In the book, the main character Tamsen is shattered by her loss and at first wanders around in a fog. But then she gets into trouble, a minor trespassing offense, and as a result the judge forces her to go back to high school and return to the custody of her parents. This sets the book in motion for Tamsen to reclaim her life and, in a way, her youth. Tamsen’s mother died when she was very young and her father recently remarried. If this sounds like too much darkness closing in and a bit too cruel a fate for the main character, to kill off mom and a new husband, it actually makes the plot flow. The loss of her mother at a young age makes Tamsen’s decision to get married at the age of 17 and get out of the house seem not just plausible but inevitable. Tamsen was forced to grow up fast and she is just acting true to form.

Although the events are much different than her life, Mrs. Coutts said that Tamsen is a lot like her, and that on one level writing the book was a letter to her younger self.

“I got to make her do all the things I wish I had done,” she said. “To become more engaged. Nobody ever forced me to be. I often wish someone had said to me in high school, slow down, you don’t have to hurry to get out of here so fast, because that was the way I was. I just wanted to be done with it. I got out okay, but it would have been nice to understand there was some benefit to that life.”

Mrs. Coutts said she feels a responsibility to the audience she writes for, teenagers mostly, and how pivotal a time period that is in life. And it’s from this perspective that Young Widows Club feels much more hopeful than dark or even sad. Tamsen may be dealing with extreme circumstances but navigating the landscape of growing up and becoming your own person is always extreme in its own right. Over the course of the book Tamsen reconnects with her childhood best friend, eventually does graduate from high school and in one of the books most tender passages, she comes to terms with her father’s remarrying after her mother’s death.

She may not have been my choice, or in any way a replacement for Mom, but nobody would have been. And that’s not what he needed. What he needed was a reason to keep going. A reminder that life is long and full, no matter how you fill it.

Mrs. Coutts said the novel took a long time to write as the plot shifted and deepened. She also did a lot of research into support groups, and the book is loosely structured around a support group for young widows (most are actually more middle-aged except for Tamsen and one young man who becomes a potential love interest).

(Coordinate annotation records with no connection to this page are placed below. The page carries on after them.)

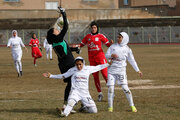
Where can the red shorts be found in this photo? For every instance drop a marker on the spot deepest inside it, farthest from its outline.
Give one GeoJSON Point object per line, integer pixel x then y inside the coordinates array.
{"type": "Point", "coordinates": [36, 53]}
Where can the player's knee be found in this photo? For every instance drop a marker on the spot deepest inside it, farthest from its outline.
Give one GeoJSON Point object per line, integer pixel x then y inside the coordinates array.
{"type": "Point", "coordinates": [92, 110]}
{"type": "Point", "coordinates": [127, 91]}
{"type": "Point", "coordinates": [110, 89]}
{"type": "Point", "coordinates": [71, 102]}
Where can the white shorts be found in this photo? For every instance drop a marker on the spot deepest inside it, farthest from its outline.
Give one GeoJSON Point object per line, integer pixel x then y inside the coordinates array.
{"type": "Point", "coordinates": [17, 55]}
{"type": "Point", "coordinates": [86, 100]}
{"type": "Point", "coordinates": [120, 79]}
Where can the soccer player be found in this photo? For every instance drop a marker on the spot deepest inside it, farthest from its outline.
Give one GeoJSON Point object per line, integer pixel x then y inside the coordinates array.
{"type": "Point", "coordinates": [36, 53]}
{"type": "Point", "coordinates": [63, 51]}
{"type": "Point", "coordinates": [80, 85]}
{"type": "Point", "coordinates": [48, 48]}
{"type": "Point", "coordinates": [118, 53]}
{"type": "Point", "coordinates": [15, 44]}
{"type": "Point", "coordinates": [95, 53]}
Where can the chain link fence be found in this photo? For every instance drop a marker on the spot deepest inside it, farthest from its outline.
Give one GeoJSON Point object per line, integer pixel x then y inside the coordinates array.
{"type": "Point", "coordinates": [164, 34]}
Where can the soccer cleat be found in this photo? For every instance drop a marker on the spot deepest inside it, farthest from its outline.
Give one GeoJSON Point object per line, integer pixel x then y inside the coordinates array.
{"type": "Point", "coordinates": [72, 111]}
{"type": "Point", "coordinates": [82, 108]}
{"type": "Point", "coordinates": [110, 109]}
{"type": "Point", "coordinates": [60, 112]}
{"type": "Point", "coordinates": [21, 73]}
{"type": "Point", "coordinates": [100, 97]}
{"type": "Point", "coordinates": [133, 109]}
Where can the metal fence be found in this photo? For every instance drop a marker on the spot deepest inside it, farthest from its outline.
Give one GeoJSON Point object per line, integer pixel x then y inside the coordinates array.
{"type": "Point", "coordinates": [164, 34]}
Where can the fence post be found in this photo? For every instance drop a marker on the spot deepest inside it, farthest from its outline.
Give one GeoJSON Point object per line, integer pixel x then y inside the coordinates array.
{"type": "Point", "coordinates": [170, 32]}
{"type": "Point", "coordinates": [114, 34]}
{"type": "Point", "coordinates": [142, 30]}
{"type": "Point", "coordinates": [69, 36]}
{"type": "Point", "coordinates": [23, 35]}
{"type": "Point", "coordinates": [156, 29]}
{"type": "Point", "coordinates": [7, 35]}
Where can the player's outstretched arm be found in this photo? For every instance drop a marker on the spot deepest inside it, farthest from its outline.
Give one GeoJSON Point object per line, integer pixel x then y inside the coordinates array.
{"type": "Point", "coordinates": [140, 73]}
{"type": "Point", "coordinates": [47, 74]}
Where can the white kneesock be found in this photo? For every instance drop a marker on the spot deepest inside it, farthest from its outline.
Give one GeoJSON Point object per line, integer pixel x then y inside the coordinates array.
{"type": "Point", "coordinates": [128, 94]}
{"type": "Point", "coordinates": [20, 65]}
{"type": "Point", "coordinates": [110, 95]}
{"type": "Point", "coordinates": [69, 107]}
{"type": "Point", "coordinates": [50, 53]}
{"type": "Point", "coordinates": [91, 109]}
{"type": "Point", "coordinates": [16, 66]}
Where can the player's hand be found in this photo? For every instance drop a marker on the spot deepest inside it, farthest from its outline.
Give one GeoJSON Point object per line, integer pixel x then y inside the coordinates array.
{"type": "Point", "coordinates": [140, 73]}
{"type": "Point", "coordinates": [79, 50]}
{"type": "Point", "coordinates": [47, 75]}
{"type": "Point", "coordinates": [112, 41]}
{"type": "Point", "coordinates": [109, 61]}
{"type": "Point", "coordinates": [61, 9]}
{"type": "Point", "coordinates": [114, 56]}
{"type": "Point", "coordinates": [26, 49]}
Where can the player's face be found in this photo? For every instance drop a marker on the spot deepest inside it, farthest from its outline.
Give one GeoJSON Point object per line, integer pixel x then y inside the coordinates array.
{"type": "Point", "coordinates": [94, 29]}
{"type": "Point", "coordinates": [119, 39]}
{"type": "Point", "coordinates": [79, 65]}
{"type": "Point", "coordinates": [56, 31]}
{"type": "Point", "coordinates": [34, 35]}
{"type": "Point", "coordinates": [14, 34]}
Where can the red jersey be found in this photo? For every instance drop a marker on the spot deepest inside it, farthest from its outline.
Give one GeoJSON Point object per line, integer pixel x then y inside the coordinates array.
{"type": "Point", "coordinates": [94, 43]}
{"type": "Point", "coordinates": [34, 43]}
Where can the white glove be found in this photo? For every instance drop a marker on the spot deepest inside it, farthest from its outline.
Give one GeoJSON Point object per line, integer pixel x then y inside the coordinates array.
{"type": "Point", "coordinates": [61, 9]}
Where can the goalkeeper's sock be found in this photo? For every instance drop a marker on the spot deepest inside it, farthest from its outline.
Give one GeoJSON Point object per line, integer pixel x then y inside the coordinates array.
{"type": "Point", "coordinates": [133, 108]}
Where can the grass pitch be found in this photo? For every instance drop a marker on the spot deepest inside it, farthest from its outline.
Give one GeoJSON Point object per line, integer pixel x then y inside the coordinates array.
{"type": "Point", "coordinates": [33, 97]}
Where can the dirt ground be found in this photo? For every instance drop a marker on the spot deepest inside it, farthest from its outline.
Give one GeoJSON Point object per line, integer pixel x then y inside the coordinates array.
{"type": "Point", "coordinates": [33, 97]}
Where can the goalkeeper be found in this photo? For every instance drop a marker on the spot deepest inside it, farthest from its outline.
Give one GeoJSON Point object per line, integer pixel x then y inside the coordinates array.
{"type": "Point", "coordinates": [118, 53]}
{"type": "Point", "coordinates": [63, 51]}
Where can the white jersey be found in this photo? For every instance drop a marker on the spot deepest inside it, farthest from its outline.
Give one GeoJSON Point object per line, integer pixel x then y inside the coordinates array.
{"type": "Point", "coordinates": [15, 43]}
{"type": "Point", "coordinates": [46, 45]}
{"type": "Point", "coordinates": [119, 64]}
{"type": "Point", "coordinates": [80, 79]}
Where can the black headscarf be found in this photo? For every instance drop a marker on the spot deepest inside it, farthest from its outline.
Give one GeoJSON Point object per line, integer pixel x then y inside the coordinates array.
{"type": "Point", "coordinates": [92, 24]}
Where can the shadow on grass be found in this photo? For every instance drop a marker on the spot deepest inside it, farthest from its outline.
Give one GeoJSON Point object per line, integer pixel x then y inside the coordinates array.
{"type": "Point", "coordinates": [33, 110]}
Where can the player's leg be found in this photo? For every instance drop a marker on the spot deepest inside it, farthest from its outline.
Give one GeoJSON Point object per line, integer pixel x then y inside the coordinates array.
{"type": "Point", "coordinates": [47, 53]}
{"type": "Point", "coordinates": [110, 84]}
{"type": "Point", "coordinates": [89, 105]}
{"type": "Point", "coordinates": [129, 97]}
{"type": "Point", "coordinates": [50, 53]}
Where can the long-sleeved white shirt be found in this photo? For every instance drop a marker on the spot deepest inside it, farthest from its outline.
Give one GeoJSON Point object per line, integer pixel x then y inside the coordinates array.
{"type": "Point", "coordinates": [15, 43]}
{"type": "Point", "coordinates": [46, 44]}
{"type": "Point", "coordinates": [80, 78]}
{"type": "Point", "coordinates": [119, 64]}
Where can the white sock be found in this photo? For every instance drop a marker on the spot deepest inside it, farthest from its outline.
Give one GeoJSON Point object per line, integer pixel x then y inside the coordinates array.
{"type": "Point", "coordinates": [128, 94]}
{"type": "Point", "coordinates": [69, 107]}
{"type": "Point", "coordinates": [16, 66]}
{"type": "Point", "coordinates": [110, 95]}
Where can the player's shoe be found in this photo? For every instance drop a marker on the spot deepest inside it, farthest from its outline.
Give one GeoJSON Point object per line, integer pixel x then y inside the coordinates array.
{"type": "Point", "coordinates": [82, 108]}
{"type": "Point", "coordinates": [21, 73]}
{"type": "Point", "coordinates": [110, 109]}
{"type": "Point", "coordinates": [100, 97]}
{"type": "Point", "coordinates": [60, 112]}
{"type": "Point", "coordinates": [133, 108]}
{"type": "Point", "coordinates": [72, 111]}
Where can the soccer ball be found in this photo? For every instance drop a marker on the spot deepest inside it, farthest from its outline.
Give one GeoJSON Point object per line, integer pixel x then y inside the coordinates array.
{"type": "Point", "coordinates": [60, 22]}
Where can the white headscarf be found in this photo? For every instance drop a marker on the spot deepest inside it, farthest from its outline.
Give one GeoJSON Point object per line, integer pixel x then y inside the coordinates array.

Each meeting addresses a different stage of the grief cycle. The group is run by a well meaning yet eccentric woman, which provides comedic opportunities as well as heartfelt ones.

“I wanted a support group that didn’t feel mopey or too down,” she said. “I did a lot of research on the Kübler-Ross stuff. It was interesting finding less obvious ways to explore that.”

One of the less obvious ways of portraying a group like this was having them visit a Chilmark Flea Market type of place to address the bargaining stage. The market is not referred to by name, nor is the setting of the book ever explicitly referred to as Martha’s Vineyard. But with its references to housing shortages and the difficulty of catching a ferry or preparing to leave for college, the Island is definitely a character too.

Mrs. Coutts, who is also editor of The Vine, a monthly Gazette publication, said she works best under deadlines. The one for her next book is quickly approaching in the next few weeks. That book will be published this spring, again set on the Vineyard. All she can say at the moment is that it will be about a pop star trying to get away from fame by hiding out on the Island.

That doesn’t sound dark at all, unless it’s set in February.